|    PRINCIPLE 25:  Beginners need simplicity.  In particular, they should not have to learn their opponents' bidding system in order for their own system to work well.  
  PRINCIPLE 0: Almost always open, overcall and respond with your clearly longest suit.   (That is, except when responding to an opening/overcall of Three of a Suit, when it is often better to bid one's cheapest 4+ card suit.)
  PRINCIPLE 4: There is no difference in the requirements for opening bids and overcalls.  They share the same point-count range and the same suit-length requirements. 
  PRINCIPLE 9: Simplex is a fundamentally natural bidding system.

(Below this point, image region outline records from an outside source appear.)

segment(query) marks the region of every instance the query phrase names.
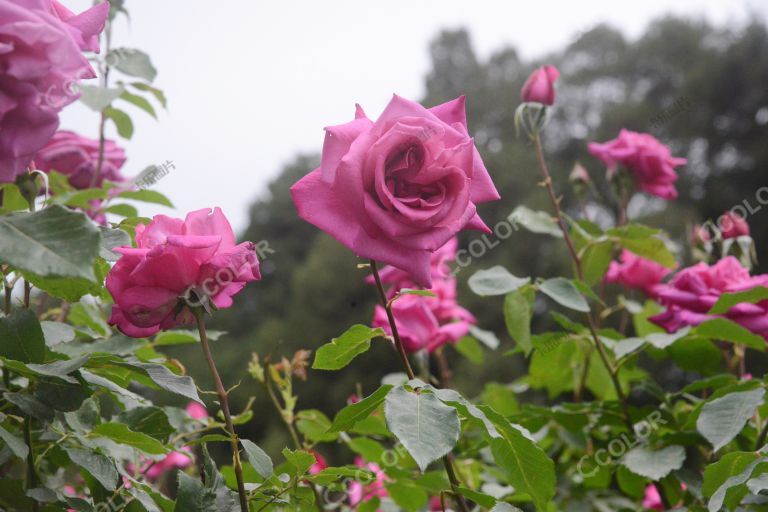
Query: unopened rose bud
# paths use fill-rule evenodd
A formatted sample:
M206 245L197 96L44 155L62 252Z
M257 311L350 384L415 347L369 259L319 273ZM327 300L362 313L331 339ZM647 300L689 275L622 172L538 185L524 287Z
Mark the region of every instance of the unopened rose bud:
M524 102L552 106L555 103L555 80L560 72L554 66L541 66L525 81L521 97Z

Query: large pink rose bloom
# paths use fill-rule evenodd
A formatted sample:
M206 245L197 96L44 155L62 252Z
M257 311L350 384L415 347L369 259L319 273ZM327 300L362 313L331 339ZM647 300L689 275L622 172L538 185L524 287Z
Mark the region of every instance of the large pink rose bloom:
M588 149L608 167L609 175L621 165L630 172L640 190L662 199L677 197L675 167L688 160L673 157L669 148L653 135L621 130L611 141L590 142Z
M425 297L418 295L404 295L392 304L395 325L406 351L418 352L426 349L432 352L467 335L471 325L469 321L457 320L440 324L424 299ZM382 306L376 306L372 324L392 336L387 312Z
M560 72L555 66L537 68L523 84L523 89L520 92L522 100L553 105L555 103L555 80L558 77L560 77Z
M724 316L768 340L768 300L737 304L724 315L708 314L723 293L742 292L756 286L768 286L768 274L750 276L733 256L712 266L698 263L657 288L658 300L667 310L650 320L668 332L675 332L681 327Z
M108 12L105 2L73 25L51 0L0 0L0 182L14 181L53 136L59 110L77 99L72 85L96 76L81 46L92 46L86 39Z
M361 457L355 458L355 465L357 467L367 469L375 475L373 482L363 485L360 482L352 481L349 484L347 494L349 496L349 504L351 506L357 506L366 501L370 501L374 498L384 498L388 496L385 482L389 480L387 475L382 471L378 464L373 462L366 463Z
M375 122L358 107L326 128L320 167L291 193L302 219L427 288L430 255L462 229L490 232L475 205L499 198L463 97L427 109L395 96Z
M612 261L608 267L605 281L642 290L649 297L655 297L661 280L670 272L664 265L624 249L621 252L621 262Z
M109 323L134 338L191 323L183 298L207 296L228 308L246 283L261 279L254 244L235 244L219 208L185 220L156 215L148 226L136 226L136 245L115 249L122 257L106 281L115 300Z
M125 151L114 141L104 141L104 160L99 167L99 141L70 131L56 132L35 156L41 171L66 174L77 189L100 187L104 180L121 182L120 168L125 164Z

The only gadgets used are 2♣ Redshift, 4NT Blackwood, and the Simplex 2NT. 
  PRINCIPLE 10: Responding hands with trump support but less than 10 HCP bid immediately to their total trump level.  (For example, after a 1♥ opening by partner, a hand containing 6 HCP and four cards in the heart suit would immediately raise to 3♥. Partner is known to have at least five hearts.  Add those five to the four that responder has makes nine.  Take six from nine means a raise to the 3-level.) Equally if opener has less than 10 HCP but support for responder's suit, he will bid to the total trump level on the second round.
  PRINCIPLE 11: If a bidder cannot make the first-round bid his hand merits (because the opposition have already taken the auction too high), the bidder simply doubles, with an implied message to partner: "RHO has just taken my opening bid away, and I believe it is safe for you to bid at this or one level higher." 

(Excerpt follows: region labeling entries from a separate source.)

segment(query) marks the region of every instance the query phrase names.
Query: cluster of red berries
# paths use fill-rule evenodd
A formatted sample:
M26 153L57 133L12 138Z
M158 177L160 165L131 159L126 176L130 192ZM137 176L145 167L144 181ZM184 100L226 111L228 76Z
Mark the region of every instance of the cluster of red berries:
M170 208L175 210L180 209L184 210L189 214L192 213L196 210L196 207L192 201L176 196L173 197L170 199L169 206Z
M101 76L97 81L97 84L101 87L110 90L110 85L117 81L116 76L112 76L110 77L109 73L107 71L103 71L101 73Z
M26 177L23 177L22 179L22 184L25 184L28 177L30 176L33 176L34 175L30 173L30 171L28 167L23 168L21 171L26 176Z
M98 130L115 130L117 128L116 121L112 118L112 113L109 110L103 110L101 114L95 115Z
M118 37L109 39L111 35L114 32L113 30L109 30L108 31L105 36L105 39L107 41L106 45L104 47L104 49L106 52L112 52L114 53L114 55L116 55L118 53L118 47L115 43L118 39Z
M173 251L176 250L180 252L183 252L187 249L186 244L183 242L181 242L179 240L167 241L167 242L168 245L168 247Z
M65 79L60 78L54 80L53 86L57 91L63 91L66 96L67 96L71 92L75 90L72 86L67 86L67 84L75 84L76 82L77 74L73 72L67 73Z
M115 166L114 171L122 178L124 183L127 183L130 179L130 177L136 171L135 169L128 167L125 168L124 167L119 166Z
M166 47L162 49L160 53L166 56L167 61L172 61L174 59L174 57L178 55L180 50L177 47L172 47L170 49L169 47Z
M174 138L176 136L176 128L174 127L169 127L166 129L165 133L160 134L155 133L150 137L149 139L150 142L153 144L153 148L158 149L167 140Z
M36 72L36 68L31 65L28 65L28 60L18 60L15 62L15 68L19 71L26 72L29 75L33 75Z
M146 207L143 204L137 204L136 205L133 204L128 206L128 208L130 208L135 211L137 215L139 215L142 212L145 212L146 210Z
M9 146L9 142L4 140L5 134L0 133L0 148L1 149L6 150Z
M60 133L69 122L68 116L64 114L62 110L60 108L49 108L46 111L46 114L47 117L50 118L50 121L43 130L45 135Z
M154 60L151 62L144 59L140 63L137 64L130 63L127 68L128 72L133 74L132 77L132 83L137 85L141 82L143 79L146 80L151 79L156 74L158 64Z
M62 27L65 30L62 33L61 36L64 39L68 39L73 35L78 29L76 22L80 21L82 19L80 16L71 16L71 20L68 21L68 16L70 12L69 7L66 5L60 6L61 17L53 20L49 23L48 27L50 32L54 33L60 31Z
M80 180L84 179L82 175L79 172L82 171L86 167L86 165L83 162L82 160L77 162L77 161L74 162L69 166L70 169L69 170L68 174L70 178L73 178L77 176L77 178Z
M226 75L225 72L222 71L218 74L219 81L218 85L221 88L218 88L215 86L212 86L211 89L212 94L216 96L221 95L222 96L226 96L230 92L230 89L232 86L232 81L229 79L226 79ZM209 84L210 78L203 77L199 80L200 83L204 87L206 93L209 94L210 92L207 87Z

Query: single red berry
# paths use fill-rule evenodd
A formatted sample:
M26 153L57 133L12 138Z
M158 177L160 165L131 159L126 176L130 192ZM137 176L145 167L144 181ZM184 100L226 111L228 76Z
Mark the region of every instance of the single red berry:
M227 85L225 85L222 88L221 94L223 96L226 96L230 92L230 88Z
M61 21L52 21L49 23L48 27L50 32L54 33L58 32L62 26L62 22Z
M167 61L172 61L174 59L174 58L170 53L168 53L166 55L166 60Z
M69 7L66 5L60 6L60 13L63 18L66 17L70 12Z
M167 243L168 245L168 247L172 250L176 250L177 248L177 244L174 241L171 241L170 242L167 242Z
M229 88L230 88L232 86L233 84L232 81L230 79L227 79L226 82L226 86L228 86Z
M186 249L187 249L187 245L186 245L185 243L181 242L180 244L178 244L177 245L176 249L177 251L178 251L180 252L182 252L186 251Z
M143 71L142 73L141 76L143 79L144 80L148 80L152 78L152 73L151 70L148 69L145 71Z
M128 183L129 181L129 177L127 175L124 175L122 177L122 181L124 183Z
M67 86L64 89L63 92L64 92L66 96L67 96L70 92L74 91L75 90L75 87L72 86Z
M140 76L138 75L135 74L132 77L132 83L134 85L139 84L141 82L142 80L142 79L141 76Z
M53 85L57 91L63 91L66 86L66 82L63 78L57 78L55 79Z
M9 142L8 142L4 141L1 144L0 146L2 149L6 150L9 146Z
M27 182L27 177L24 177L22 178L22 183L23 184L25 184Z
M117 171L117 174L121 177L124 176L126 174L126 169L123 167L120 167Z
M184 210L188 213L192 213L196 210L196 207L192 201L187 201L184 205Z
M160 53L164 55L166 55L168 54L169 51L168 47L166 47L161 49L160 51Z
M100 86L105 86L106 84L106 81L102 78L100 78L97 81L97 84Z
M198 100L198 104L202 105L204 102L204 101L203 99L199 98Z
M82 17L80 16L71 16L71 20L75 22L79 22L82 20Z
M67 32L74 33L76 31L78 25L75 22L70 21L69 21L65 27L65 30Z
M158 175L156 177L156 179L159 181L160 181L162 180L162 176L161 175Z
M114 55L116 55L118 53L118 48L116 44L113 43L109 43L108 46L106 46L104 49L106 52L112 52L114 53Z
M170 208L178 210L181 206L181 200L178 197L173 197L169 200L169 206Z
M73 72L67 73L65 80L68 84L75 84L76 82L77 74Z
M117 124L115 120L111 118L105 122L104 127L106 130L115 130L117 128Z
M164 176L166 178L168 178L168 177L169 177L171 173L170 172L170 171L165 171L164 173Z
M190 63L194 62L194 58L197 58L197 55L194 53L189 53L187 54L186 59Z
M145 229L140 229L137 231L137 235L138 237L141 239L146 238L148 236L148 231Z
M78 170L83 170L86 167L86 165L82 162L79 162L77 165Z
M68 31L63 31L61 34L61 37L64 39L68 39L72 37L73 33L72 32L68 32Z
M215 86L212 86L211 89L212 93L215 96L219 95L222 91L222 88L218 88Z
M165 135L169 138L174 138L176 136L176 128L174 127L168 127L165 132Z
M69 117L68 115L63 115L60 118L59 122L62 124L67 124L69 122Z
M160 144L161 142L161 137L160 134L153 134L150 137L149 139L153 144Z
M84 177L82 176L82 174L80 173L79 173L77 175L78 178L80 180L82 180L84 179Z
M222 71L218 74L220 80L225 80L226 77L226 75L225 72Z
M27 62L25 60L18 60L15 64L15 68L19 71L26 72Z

  PRINCIPLE 14:  Simplex is designed so that the contract reached is, on most occasions, dealer-independent. That is, if all four players are Simplex bidders, the same contract should be reached, irrespective of who opened the bidding.  

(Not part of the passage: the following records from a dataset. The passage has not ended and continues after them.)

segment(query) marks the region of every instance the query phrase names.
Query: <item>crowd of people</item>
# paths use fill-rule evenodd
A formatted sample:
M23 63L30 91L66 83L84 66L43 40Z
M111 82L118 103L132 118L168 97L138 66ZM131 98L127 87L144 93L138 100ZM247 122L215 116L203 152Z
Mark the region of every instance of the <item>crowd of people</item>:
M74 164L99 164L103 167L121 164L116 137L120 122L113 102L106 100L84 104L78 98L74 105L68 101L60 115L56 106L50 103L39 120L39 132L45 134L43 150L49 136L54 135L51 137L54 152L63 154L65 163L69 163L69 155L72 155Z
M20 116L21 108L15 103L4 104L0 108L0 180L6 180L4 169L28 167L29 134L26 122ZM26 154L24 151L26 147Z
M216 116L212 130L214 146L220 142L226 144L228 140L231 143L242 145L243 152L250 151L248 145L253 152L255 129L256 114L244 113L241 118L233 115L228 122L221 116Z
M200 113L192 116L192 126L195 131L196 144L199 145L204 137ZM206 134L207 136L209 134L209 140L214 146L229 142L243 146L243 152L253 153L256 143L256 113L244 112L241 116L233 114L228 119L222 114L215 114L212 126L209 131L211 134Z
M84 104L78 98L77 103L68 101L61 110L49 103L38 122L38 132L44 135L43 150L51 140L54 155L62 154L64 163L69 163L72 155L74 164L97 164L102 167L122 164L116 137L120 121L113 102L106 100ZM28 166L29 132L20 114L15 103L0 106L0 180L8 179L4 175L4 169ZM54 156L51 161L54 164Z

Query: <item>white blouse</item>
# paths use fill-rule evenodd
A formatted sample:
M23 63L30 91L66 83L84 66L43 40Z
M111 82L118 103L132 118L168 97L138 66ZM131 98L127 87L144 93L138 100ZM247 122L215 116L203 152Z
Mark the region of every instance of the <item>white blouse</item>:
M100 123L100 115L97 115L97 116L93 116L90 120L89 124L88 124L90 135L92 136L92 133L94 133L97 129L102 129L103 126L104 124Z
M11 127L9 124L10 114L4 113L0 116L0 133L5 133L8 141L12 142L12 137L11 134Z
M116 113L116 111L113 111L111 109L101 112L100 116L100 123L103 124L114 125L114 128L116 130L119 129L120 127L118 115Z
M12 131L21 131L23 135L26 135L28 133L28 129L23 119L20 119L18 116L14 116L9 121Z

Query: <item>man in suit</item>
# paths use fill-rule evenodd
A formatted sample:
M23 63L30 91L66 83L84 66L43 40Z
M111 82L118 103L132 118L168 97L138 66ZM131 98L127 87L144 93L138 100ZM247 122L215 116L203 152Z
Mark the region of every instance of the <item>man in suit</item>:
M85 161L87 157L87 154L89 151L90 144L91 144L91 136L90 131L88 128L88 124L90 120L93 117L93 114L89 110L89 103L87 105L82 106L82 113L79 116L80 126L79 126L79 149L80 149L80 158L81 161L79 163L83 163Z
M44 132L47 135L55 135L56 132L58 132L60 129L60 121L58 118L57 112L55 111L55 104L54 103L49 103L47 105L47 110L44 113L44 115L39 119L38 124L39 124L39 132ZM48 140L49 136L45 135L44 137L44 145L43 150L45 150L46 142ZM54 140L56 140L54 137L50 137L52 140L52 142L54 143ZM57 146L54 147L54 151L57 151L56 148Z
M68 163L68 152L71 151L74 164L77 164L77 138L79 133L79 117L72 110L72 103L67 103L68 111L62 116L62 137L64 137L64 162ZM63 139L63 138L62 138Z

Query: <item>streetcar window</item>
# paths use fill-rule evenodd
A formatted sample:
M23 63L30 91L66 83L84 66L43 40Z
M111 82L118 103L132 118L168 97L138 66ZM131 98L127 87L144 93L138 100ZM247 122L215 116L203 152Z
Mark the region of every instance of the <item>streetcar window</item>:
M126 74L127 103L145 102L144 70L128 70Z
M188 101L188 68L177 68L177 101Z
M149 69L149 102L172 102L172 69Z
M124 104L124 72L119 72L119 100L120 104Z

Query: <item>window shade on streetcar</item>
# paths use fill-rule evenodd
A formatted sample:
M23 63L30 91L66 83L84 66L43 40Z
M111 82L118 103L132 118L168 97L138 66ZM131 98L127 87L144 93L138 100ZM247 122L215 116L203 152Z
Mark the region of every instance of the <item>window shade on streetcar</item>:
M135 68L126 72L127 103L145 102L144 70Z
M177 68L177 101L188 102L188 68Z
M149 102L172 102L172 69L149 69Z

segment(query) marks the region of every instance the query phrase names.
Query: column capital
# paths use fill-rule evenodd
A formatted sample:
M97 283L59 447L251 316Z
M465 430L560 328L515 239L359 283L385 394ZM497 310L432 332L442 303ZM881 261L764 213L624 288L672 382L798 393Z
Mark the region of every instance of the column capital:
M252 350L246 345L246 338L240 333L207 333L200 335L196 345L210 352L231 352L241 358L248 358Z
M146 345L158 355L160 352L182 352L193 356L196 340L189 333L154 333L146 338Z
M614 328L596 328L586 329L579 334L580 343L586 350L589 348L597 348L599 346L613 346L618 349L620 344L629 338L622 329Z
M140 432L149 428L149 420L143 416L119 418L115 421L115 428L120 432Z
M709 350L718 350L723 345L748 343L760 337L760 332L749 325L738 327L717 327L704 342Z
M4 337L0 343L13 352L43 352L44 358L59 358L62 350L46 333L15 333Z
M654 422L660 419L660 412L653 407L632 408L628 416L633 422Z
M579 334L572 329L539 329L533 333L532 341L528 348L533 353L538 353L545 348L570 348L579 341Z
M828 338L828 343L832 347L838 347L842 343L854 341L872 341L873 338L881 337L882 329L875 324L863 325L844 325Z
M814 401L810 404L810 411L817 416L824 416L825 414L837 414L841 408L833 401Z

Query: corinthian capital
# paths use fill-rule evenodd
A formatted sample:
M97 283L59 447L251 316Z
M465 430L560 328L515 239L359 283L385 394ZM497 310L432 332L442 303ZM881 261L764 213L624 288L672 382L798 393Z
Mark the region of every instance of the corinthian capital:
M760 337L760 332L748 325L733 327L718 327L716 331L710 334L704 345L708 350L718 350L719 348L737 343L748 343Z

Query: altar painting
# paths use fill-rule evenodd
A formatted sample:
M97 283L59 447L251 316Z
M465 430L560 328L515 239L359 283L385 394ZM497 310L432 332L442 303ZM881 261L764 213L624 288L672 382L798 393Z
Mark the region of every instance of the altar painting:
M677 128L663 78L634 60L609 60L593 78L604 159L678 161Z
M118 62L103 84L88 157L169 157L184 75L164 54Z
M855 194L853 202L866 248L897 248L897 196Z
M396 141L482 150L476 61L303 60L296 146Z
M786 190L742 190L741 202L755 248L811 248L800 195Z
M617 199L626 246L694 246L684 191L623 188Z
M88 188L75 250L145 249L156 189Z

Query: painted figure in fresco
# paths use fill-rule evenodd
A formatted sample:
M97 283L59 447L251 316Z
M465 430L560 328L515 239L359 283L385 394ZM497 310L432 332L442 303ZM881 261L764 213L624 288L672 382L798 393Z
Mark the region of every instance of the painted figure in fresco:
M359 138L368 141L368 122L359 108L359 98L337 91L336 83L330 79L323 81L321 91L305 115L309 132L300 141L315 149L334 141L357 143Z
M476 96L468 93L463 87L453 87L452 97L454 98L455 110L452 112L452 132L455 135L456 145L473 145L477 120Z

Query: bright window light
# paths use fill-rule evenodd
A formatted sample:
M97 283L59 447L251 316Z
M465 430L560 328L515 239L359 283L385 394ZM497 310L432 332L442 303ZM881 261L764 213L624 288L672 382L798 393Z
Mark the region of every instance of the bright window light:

   PRINCIPLE 24:  Apart from the use of double, Simplex never keys its bids off the opponents' bidding.    (There is, for example, no concept of a jump overcall relative to an opponent's bid.  A bid of the 'enemy suit' is always natural, showing at least three cards in that suit.)    The philosophy of Simplex is that each hand is worth a particular bid, or sequence of bids, and if one of those bids cannot be made because of opposition bidding, the appropriate bid is usually to double.